"INAUGURAR ES UN MERO GESTO"
J.J. Millás, El País, 5 de Abril de 2026
Como cada domingo en El Semanal de El País, J.J. Millás escribe a propósito de una fotografía. Ayer lo hizo debajo de la foto de la pasarela de Santander que al hundirse se llevó por delante seis vidas. Usa su maestría y agudeza con las palabras para contar un hecho mortal horroroso que nos conmocionó a todos cuando sucedió.
Pero lo que me parece un acierto del escritor es la relación de "mantenimiento" con la política a propósito de la ética. Inaugurar es un mero gesto. Conservar lo inaugurado es una ética. Estas dos frases seguidas contienen toda una declaración de principios políticos que deberían respetarse especialmente con el urbanismo, ya sea en pleno Casco Histórico de cualquier ciudad o pueblo, o en medio del campo junto al mar o en la montaña.
Hace poco he tenido que ir al flamante nuevo Hospital de Cuenca y he comprobado precisamente lo que afirma Millás. Es una construcción faraónica, inaugurada a bombo y platillo, pero sin personal suficiente. ¿De qué sirven los edificios si no resuelven las necesidades para las que fueron construidos?

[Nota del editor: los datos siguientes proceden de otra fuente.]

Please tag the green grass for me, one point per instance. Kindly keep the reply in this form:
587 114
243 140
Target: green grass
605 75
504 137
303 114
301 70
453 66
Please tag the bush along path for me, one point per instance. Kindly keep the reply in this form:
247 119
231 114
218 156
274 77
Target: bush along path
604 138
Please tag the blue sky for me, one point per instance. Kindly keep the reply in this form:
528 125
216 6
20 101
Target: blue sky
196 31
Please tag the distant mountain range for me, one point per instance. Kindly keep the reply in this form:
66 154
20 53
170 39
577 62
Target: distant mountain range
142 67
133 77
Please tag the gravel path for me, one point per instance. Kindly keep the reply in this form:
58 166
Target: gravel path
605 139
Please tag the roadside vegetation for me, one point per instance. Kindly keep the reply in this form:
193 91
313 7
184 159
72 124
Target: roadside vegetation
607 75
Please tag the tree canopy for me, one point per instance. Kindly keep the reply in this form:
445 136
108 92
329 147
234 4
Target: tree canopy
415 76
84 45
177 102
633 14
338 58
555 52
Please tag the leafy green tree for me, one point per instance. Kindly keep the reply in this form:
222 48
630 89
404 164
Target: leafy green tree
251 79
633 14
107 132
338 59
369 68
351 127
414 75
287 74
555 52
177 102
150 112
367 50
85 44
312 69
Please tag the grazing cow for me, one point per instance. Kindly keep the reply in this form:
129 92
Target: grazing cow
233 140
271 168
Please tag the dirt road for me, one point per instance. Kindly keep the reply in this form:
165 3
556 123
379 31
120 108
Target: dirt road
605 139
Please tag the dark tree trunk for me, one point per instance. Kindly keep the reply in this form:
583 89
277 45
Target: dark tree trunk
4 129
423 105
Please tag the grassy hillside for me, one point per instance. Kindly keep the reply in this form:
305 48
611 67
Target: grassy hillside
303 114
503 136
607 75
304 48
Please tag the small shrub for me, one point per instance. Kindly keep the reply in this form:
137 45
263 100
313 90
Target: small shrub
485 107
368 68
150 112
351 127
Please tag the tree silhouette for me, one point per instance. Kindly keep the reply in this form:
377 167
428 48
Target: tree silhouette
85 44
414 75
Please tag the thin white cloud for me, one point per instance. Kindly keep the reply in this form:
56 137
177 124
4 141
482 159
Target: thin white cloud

Emiliano García Page es incapaz de cuidar lo que inaugura. Su administración no contempla el mantenimiento de las infraestructuras, ni siquiera al principio de construirse. Aquí falta ética, pero no "una ética" cualquiera, falta la ética política de la responsabilidad, la que debe presidir cada acto público, cada decisión tomada en Cortes o Parlamentos democráticos, en cada decreto o ley que se firma. Urgencias es más que evidente.
La falta de personal supone un gran deterioro en todo el edificio, bien por que no se usa al faltar la mano de obra, las fuerzas productivas, trabajadoras/es, bien porque se usa deficitariamente, mucho menos de lo que se podría. La infravaloración de las construcciones conlleva al deterioro, incluso de lo nuevo (por desuso o poco uso) que si no se mantiene acaba produciendo desgracias, o sea, muertes.
En materia de sanidad la muerte es algo cotidiano, sin embargo también debería serlo poner todos los medios para evitarla. La enfermedad, que es lo que nos lleva a los hospitales, debe ser bien atendida, en tiempo y forma, por especialistas para que la SANIDAD PÚBLICA que se practica en hospitales inaugurados por presidentes o alcaldes, porque de lo contrario se desmorona, se rompe, se cae y en su caída arrastra todo lo que contiene, personas enfermas que pagan impuestos para el mantenimiento de hospitales, trabajadores que se forman para realizar un trabajo humanitario y la sociedad entera que confía en la democracia.
Ética y política eran inseparables en la cultura clásica griega, la de Platón y Aristóteles, la de Téano y Diótima. Hoy tiene que recuperarse esa unión en favor de lo público, si no los dramas continuarán y ya sabemos lo que dice el refrán: más vale prevenir que curar. Lo sabemos, tenemos experiencia, hagámoslo.